Ir's a magazine, not a clip BTW but thats ok, we know what you refer to.

America still builds one good domestic product, firearms. Colt, Kimber, Savage Arms, Henry Repeating Arms, Strum Ruger, Marlin, Stevens, Smith & Wesson, Thompson Center Atms, Barrett, are a few that I own at least one of.

Besides running forage for a hobby (this year it's teally a hobby....), I shoot competition rifle, pistol, custom reload and hunt.


----------



## Vol (Jul 5, 2009)

ARD Farm said:


> Ir's a magazine, not a clip BTW but thats ok, we know what you refer to.


Well if its "OK" why would you publicly correct someone over chit chat. This is not "Guns and Ammo" forum, but Haytalk....I would suggest you ease back just a little and you will make alot more friends on this site.

Regards, Mike


----------



## ARD Farm (Jul 12, 2012)

Of course it's not (guns and ammo forum) not that I ever leave home without a rifle in the tractor, behind the seat. You never know when a varmit might come by while out in the field. Coyotes are open season here and wood chucks as well as raccoons destroy fields and crops.

I meant no offense with the correction. On the contrary. Just setting the terminology straight......

Nothing more and I'll digress.


----------



## JD3430 (Jan 1, 2012)

I used to frequent a tractor website and it was amazing how tense the atmosphere over there...... "spell-checkers" and other "experts" who seemed like their passion was to wait for someone to mispell a word, be off by 1 HP, or some other meaningless error and they'd pounce on you. Probably some brochure quoting keypad jockey with a garden tractor.... lol.
I came here because after lurking here a while, everyone seemed to treat each other kindly. I jumped right in and was welcomed like family. Doesn't seem like it matters here if you farm 5 acres of hay or 5,000 acres of straw. You get treated with respect and dignity.


----------



## urednecku (Oct 18, 2010)

JD3430 said:


> I used to frequent a tractor website and it was amazing how tense the atmosphere over there...... "spell-checkers" and other "experts" who seemed like their passion was to wait for someone to mispell a word, be off by 1 HP, or some other meaningless error and they'd pounce on you. Probably some brochure quoting keypad jockey with a garden tractor.... lol.
> I came here because after lurking here a while, everyone seemed to treat each other kindly. I jumped right in and was welcomed like family. Doesn't seem like it matters here if you farm 5 acres of hay or 5,000 acres of straw. You get treated with respect and dignity.

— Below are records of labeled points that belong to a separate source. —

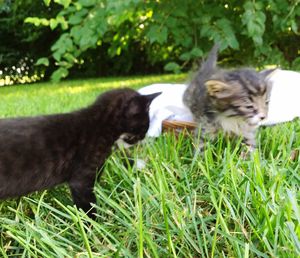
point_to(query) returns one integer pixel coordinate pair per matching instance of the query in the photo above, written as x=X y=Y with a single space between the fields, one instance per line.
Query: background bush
x=99 y=38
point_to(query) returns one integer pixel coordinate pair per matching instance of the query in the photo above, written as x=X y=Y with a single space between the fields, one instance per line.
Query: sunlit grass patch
x=45 y=98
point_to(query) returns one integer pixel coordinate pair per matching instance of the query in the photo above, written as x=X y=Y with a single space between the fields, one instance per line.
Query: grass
x=181 y=205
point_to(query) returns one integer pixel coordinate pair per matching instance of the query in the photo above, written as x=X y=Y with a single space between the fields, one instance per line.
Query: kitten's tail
x=210 y=63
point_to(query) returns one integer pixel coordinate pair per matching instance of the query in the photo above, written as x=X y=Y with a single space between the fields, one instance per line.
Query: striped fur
x=234 y=101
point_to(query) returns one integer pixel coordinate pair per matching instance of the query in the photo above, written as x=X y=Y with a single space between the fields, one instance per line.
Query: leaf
x=47 y=2
x=65 y=3
x=53 y=24
x=87 y=3
x=196 y=52
x=42 y=61
x=157 y=34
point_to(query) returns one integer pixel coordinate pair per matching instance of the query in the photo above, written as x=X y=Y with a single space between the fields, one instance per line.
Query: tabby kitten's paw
x=247 y=152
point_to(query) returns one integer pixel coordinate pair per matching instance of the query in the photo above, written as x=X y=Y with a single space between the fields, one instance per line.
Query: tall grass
x=180 y=205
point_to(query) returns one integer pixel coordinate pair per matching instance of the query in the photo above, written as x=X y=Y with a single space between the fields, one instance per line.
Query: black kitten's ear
x=149 y=98
x=218 y=89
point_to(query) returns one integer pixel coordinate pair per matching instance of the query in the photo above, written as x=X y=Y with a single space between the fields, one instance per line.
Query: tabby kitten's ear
x=266 y=74
x=218 y=89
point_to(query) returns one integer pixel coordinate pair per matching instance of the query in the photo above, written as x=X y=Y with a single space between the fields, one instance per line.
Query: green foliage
x=174 y=33
x=99 y=37
x=180 y=205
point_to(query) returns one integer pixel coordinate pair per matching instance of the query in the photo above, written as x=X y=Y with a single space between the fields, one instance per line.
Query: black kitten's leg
x=83 y=194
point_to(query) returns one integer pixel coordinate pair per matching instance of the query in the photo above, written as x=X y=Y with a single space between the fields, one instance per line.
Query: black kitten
x=41 y=152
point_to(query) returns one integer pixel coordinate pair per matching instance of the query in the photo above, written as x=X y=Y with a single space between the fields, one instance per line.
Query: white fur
x=122 y=144
x=284 y=102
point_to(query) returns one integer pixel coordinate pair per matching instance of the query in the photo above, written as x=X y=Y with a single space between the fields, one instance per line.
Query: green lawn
x=180 y=205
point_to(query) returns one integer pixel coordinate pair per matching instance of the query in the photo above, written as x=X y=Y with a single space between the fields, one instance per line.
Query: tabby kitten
x=37 y=153
x=232 y=100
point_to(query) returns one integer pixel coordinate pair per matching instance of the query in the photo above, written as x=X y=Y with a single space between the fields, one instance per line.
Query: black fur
x=37 y=153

That's why I'm here, too. Good people, lots to learn, & very, very little bitchin.


----------



## hayray (Feb 23, 2009)

I had a Kimber, an early model about 10 years ago and never got it to feed ammo reliably. I also am a NRA pistol instructor and teach the class here at my farm for concealed pistol lisence training and have seen a lot of problems with the Kimbers even though I know people love them.


----------



## Mike120 (May 4, 2009)

ARD Farm said:


> I meant no offense with the correction. On the contrary. Just setting the terminology straight......


No offence taken...The Navy was probably reluctant to give them to us in the first place and we did have to qualify at a range first. "Point the end with the hole at the target and pull the trigger......" Now that I look back on it, it seems pretty silly how safe my aluminium airplane made me feel and how I felt sorry for the poor guys on the ground.....


----------